セカンドパートナー

 今は、大丈夫。

《おはよう。詩織。朝焼けが綺麗だな。詩織と見たい。》

 並河君と、毎日メールで朝の挨拶ができる。明るい気分で1日のスタートを切ることができる。

《おやすみ。今夜は冷えるからあったかくして寝てな。夢の中で、詩織に会えますように。》

 前までのように友達的な近況報告ではなく、恋人として私を気にかけ愛してくれる。

 優人とは現実的な夫婦生活を。並河君とは将来を見据えた深い恋愛を、これからしていきたい。私の人生にはどっちも必要なものだ。


 鍋の日以来、優人は少し変わった。

 「詩織」と、下の名前で呼んでくるようになった。

 そして、私が疲れているのを察すると、家事を手伝ってくれるようになった。前までは頼まないとやってくれなかったのに、今では自ら食器を洗ったり洗濯物を干してくれる。たまにのことでも嬉しかった。

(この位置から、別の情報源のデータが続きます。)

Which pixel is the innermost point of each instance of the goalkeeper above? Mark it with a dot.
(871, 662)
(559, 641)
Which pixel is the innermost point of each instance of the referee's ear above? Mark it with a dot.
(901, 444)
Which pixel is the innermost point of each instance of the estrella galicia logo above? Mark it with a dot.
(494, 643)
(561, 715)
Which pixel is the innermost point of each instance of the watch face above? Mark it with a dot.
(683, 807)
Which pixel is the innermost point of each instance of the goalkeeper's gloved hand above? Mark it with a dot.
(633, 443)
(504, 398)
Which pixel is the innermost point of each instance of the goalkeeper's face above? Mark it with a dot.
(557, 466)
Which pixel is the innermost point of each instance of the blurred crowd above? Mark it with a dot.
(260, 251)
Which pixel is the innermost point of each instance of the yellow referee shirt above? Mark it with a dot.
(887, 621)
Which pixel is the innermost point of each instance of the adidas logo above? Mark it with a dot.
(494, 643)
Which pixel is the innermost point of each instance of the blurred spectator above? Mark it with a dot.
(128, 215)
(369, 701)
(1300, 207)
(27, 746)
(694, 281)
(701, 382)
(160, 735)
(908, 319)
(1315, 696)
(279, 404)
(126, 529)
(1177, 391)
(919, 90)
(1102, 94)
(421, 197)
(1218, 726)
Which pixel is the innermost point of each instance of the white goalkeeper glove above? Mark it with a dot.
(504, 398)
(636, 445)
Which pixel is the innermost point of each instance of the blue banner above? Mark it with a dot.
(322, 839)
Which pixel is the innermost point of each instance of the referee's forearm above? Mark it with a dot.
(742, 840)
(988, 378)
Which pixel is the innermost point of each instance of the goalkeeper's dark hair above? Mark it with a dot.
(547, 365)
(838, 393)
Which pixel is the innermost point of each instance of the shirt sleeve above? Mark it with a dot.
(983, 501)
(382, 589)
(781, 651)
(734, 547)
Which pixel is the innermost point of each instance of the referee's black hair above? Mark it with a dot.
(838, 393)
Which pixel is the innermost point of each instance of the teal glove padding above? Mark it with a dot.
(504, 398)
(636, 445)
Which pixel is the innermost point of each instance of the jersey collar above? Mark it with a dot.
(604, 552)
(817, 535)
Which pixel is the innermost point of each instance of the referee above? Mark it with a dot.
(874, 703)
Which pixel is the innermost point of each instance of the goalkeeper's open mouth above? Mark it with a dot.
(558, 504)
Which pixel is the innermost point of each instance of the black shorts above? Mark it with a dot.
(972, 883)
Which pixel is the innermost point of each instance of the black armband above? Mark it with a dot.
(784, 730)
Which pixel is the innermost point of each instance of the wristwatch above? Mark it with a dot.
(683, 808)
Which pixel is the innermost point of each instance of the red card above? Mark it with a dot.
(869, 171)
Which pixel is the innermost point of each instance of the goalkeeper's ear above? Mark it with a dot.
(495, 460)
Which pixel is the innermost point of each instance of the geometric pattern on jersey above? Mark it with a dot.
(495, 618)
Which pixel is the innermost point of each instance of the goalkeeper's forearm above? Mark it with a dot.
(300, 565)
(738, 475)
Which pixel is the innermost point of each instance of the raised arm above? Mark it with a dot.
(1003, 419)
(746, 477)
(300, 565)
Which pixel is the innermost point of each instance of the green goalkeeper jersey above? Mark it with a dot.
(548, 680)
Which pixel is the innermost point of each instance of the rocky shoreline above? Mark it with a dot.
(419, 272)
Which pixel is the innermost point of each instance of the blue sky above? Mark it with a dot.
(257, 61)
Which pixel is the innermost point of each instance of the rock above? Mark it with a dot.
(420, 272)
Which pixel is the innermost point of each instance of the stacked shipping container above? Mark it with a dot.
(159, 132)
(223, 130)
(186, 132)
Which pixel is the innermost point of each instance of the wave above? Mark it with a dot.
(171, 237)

 念のため、優人には、鍋の日のことをこう話しておいた。

『並河君に励ましてもらって、元気出たよ。私も結婚してるし並河君も忙しい人だからもう会うことはないけど、同級生としてメル友になってもらうことにした。会うとしても、羽留と三人で友達として会う。いいかな?』
『もちろん! 詩織、いい友達ができて本当によかったね。並河さんなら信用できるし、俺からもよろしく伝えておいて』

 こういう人でよかった。……内心笑った。

 裏切っているという罪悪感は全くなかった。こうなることは必然だったような気がする。